No problem here. The orientation is good from the TwistPort end, which is naturally what the installer sees. Even the diagram is correct. However, this model is shipped without the handle attached, and the installer easily missed the fine-print "see Step 14" in the parts list, meaning the image wasn't that clear . So when the installer rolled the horn around, he saw:
"BRACKET 30° L" ...That single line unfortunately ties together the 3 parts:
BRACKET -that is what he is attaching. 30°-that is the mode he wants.
...And then L -that gets associated the perspective of the "left side of the pole" keyword this assembly was being thought of, so it incorrectly led him to pick that one.
The Handle and the "30° TOP" were selected correctly just sequentially following pages to Step 14 in the manual.

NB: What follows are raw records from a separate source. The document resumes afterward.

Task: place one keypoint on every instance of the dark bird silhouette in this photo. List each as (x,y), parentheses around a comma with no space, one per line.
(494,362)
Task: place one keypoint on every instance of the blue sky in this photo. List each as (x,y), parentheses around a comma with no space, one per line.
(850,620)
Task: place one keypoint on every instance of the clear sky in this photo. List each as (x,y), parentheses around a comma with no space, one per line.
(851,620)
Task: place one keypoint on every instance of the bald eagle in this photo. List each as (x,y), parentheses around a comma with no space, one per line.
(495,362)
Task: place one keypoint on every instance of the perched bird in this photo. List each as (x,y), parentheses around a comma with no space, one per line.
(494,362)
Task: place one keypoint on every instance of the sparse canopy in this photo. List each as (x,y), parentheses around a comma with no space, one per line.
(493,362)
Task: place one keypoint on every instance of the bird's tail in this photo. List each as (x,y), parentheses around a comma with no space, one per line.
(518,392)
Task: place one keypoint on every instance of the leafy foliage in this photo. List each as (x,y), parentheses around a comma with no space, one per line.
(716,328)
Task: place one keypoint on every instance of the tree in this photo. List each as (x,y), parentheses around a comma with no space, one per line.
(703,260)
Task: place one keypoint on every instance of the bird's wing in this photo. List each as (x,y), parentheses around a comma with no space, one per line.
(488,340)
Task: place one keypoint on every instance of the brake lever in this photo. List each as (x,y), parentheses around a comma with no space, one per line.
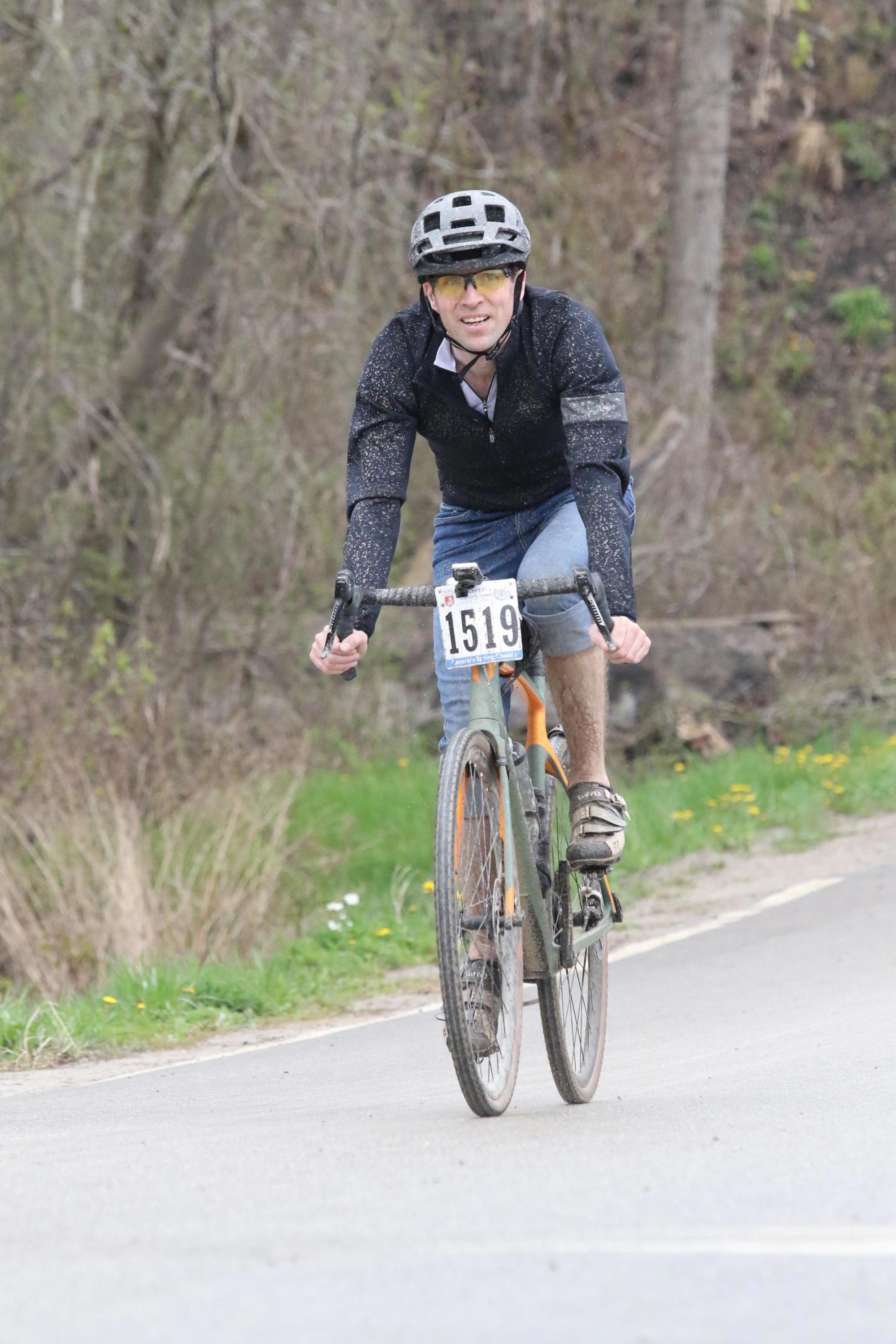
(342,623)
(596,600)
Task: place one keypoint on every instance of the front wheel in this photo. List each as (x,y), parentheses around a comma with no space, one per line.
(573,1003)
(480,949)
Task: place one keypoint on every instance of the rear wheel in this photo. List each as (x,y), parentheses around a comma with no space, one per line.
(573,1003)
(480,951)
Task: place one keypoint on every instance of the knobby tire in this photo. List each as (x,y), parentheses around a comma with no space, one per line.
(469,884)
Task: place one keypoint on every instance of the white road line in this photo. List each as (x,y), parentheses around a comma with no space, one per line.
(266,1045)
(636,949)
(832,1242)
(780,898)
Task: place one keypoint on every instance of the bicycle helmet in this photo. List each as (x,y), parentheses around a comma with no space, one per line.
(465,228)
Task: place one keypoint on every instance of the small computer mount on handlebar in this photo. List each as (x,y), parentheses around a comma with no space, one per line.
(591,593)
(467,577)
(346,608)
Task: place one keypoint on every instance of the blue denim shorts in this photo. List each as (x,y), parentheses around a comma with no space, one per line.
(535,543)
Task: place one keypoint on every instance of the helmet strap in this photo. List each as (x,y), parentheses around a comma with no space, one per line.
(495,351)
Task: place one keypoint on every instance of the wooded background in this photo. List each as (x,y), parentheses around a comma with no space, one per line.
(205,212)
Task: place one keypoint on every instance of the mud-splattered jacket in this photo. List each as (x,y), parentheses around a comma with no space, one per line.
(559,421)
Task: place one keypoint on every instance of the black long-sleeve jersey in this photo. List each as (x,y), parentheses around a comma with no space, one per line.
(559,420)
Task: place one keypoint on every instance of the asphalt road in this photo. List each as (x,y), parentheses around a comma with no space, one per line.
(734,1179)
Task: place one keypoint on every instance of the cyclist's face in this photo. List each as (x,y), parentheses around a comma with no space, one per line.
(477,315)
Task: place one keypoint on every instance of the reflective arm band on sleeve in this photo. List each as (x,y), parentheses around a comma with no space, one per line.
(605,407)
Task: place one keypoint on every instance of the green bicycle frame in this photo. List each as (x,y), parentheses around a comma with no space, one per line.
(522,886)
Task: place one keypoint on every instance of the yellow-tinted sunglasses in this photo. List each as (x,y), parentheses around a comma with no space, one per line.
(453,287)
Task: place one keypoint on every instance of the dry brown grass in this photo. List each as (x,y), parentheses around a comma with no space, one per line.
(87,881)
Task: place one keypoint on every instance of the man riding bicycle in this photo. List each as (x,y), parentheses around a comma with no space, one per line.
(523,405)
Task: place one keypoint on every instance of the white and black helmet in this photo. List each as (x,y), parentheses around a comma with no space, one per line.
(467,228)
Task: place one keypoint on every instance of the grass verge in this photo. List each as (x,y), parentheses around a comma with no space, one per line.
(365,866)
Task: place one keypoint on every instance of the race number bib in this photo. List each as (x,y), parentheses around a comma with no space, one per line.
(484,627)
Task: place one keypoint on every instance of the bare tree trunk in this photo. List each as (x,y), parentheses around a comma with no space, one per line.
(698,206)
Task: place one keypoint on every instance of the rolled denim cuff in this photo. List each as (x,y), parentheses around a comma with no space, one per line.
(563,632)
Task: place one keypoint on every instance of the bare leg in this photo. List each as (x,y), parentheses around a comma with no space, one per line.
(579,689)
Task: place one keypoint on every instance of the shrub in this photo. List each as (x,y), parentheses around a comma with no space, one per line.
(866,314)
(862,151)
(764,261)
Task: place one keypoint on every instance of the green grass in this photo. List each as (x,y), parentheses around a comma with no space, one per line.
(368,831)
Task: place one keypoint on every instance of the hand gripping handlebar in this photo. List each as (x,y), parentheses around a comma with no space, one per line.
(350,597)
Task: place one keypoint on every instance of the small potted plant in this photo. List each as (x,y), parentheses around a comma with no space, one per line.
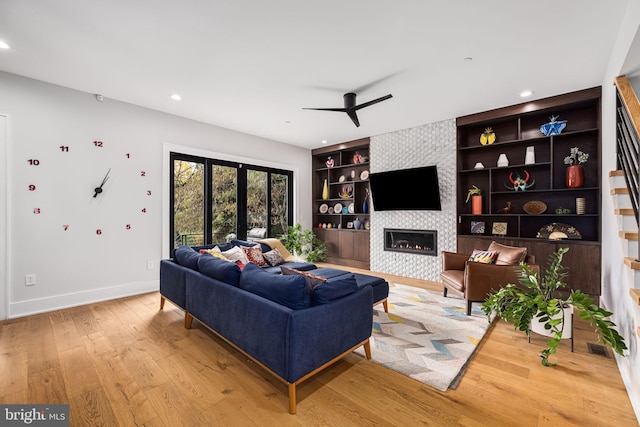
(575,171)
(475,195)
(537,300)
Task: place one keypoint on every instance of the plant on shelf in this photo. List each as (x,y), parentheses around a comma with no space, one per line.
(303,243)
(473,191)
(538,300)
(576,157)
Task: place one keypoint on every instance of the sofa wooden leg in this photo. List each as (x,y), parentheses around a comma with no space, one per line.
(292,398)
(367,349)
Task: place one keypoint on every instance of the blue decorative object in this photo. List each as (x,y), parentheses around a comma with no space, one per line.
(554,127)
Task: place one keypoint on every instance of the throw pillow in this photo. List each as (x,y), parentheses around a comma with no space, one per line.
(219,269)
(290,291)
(311,279)
(187,257)
(508,255)
(273,257)
(484,257)
(332,290)
(254,255)
(236,254)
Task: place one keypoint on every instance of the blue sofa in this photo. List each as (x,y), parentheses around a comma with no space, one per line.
(275,320)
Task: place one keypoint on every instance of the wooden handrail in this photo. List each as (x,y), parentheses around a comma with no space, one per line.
(630,101)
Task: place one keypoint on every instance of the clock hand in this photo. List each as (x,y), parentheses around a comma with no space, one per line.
(98,190)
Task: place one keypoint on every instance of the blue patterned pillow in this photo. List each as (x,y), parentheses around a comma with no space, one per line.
(484,257)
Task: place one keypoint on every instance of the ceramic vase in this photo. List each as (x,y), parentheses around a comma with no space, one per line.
(530,156)
(476,205)
(325,191)
(575,176)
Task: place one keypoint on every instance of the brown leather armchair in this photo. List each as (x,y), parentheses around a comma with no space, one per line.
(475,280)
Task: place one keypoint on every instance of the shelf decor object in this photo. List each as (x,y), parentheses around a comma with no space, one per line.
(575,171)
(499,229)
(530,156)
(558,231)
(488,137)
(519,183)
(325,191)
(534,207)
(554,127)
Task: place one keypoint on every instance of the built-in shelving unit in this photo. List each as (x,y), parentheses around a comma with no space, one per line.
(344,168)
(517,128)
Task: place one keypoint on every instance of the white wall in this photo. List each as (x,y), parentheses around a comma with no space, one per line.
(616,278)
(426,145)
(77,265)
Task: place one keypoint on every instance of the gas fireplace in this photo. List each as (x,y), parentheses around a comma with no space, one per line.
(422,242)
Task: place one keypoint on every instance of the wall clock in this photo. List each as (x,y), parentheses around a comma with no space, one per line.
(88,187)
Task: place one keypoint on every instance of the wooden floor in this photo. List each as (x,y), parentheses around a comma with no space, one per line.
(125,363)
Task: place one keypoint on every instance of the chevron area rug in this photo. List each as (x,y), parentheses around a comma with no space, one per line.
(426,336)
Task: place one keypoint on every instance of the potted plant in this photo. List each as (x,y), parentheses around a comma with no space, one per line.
(538,300)
(475,195)
(303,243)
(575,171)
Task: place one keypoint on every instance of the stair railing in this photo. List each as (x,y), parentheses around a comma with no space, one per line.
(628,141)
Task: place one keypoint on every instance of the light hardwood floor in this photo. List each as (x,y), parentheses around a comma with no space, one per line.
(125,362)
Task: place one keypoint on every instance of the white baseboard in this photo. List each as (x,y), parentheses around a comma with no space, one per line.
(58,302)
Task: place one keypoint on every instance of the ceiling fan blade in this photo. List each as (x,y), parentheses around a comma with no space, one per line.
(326,109)
(354,117)
(375,101)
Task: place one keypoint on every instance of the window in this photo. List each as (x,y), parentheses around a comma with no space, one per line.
(215,199)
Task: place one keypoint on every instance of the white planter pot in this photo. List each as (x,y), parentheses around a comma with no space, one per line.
(567,332)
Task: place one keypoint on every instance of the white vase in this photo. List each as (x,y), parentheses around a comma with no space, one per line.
(567,332)
(530,156)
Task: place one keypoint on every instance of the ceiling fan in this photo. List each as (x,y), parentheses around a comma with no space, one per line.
(350,106)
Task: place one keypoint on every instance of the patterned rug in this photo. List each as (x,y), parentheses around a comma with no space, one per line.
(425,336)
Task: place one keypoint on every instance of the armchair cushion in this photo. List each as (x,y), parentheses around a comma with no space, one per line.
(484,257)
(508,255)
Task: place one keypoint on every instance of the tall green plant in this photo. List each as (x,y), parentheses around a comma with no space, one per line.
(303,243)
(538,298)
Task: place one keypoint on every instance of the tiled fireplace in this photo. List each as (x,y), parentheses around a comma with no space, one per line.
(422,242)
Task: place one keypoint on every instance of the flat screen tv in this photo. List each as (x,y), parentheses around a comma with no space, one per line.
(414,189)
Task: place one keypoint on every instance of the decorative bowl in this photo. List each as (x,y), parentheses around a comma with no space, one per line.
(534,207)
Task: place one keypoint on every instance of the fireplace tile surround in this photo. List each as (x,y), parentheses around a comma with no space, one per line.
(425,145)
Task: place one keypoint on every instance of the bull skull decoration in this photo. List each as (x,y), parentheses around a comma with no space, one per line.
(519,183)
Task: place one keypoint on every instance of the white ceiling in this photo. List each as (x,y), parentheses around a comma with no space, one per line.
(252,65)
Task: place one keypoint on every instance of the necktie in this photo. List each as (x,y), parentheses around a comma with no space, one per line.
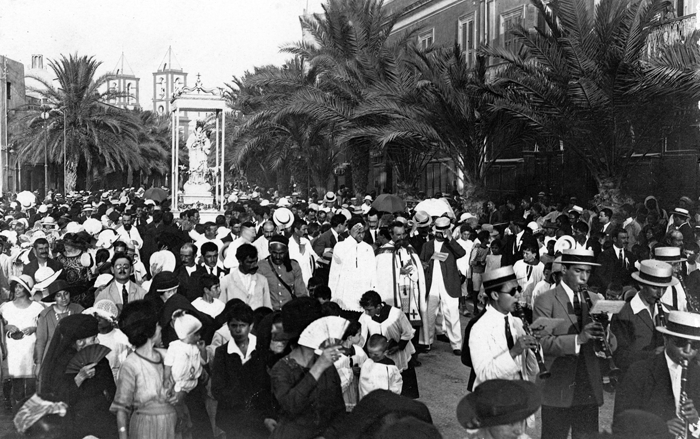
(577,308)
(509,335)
(622,259)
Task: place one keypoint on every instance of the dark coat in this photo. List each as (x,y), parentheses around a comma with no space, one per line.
(636,335)
(450,273)
(647,386)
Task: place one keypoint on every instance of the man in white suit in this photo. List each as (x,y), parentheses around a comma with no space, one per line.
(244,282)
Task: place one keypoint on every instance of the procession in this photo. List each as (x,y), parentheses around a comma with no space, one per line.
(331,219)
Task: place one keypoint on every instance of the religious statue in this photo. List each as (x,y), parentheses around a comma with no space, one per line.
(198,145)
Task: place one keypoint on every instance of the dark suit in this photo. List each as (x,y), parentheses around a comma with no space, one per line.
(574,391)
(647,386)
(450,273)
(611,270)
(636,336)
(33,266)
(189,283)
(449,302)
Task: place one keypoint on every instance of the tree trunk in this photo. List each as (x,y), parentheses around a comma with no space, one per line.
(71,176)
(610,192)
(358,154)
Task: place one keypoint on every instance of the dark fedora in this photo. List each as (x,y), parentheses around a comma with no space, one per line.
(54,288)
(497,277)
(499,402)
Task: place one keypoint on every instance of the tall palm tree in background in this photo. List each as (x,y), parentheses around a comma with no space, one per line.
(100,138)
(279,138)
(435,105)
(591,81)
(351,52)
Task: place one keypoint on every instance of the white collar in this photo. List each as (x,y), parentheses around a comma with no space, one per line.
(234,349)
(638,306)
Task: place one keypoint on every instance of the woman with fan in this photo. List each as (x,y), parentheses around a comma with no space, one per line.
(238,380)
(76,371)
(392,323)
(19,317)
(306,386)
(144,411)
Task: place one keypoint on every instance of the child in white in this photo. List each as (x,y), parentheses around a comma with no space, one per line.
(350,362)
(379,372)
(183,361)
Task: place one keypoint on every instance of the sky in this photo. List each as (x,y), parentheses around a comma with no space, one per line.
(215,38)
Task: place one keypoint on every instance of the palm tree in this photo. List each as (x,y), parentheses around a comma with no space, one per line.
(591,81)
(351,52)
(435,105)
(99,137)
(283,141)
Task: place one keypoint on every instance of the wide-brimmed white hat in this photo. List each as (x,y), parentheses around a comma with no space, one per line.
(668,254)
(682,324)
(329,197)
(578,256)
(498,277)
(103,308)
(655,273)
(283,218)
(25,280)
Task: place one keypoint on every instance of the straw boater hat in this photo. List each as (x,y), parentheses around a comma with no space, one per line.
(499,276)
(668,254)
(578,256)
(442,223)
(679,211)
(655,273)
(682,324)
(422,219)
(283,218)
(499,402)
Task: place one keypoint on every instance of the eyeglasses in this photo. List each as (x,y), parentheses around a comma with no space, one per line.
(683,342)
(513,291)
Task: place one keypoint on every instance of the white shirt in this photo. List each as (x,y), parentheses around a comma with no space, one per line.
(489,347)
(232,348)
(211,309)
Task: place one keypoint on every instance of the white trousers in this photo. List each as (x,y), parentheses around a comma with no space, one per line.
(438,299)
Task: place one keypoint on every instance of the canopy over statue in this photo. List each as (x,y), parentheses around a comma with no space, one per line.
(200,182)
(199,146)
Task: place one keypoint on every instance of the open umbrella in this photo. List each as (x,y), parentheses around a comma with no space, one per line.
(156,194)
(26,199)
(435,207)
(389,203)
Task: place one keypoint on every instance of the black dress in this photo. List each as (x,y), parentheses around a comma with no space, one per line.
(243,393)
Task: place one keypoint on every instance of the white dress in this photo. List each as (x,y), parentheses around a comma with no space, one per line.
(20,353)
(353,273)
(396,327)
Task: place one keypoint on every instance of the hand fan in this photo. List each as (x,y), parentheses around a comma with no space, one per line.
(90,354)
(326,331)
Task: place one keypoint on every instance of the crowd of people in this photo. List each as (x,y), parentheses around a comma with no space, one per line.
(290,318)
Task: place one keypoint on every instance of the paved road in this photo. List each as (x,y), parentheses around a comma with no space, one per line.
(442,382)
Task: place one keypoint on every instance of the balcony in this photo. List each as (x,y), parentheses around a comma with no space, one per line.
(671,31)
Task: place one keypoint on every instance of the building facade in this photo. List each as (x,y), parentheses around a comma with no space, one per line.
(672,169)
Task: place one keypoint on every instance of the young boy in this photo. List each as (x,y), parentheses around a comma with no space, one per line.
(379,372)
(183,363)
(209,303)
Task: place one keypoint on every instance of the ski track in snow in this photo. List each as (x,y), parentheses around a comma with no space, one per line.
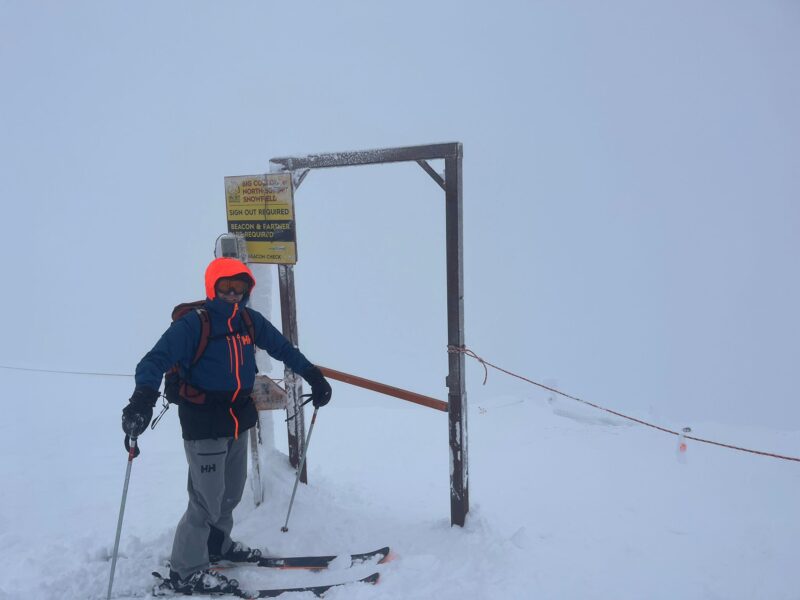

My suggestion is, for example on this side, the "BRACKET 30° L" line instead read either:
a) "30° R OF POLE MNT" to maintain consistent perspective relative to the pole throughout the assembly, or
b) "30° LEFT SIDE" to be simply be consistent with the "30° TOP" marking. (Once TOP is correctly selected, this is kinda redundant)
Either one makes it clear what L or R is being referred to. :)
I've learned over the years, because of the difficulty of their jobs, tower climbers have only one chance to get it right, so it's good when we can make their procedures as clear as possible ... otherwise they can't help but grumble in your ear when they have to juggle small bolts while swapping the bracket up on the tower.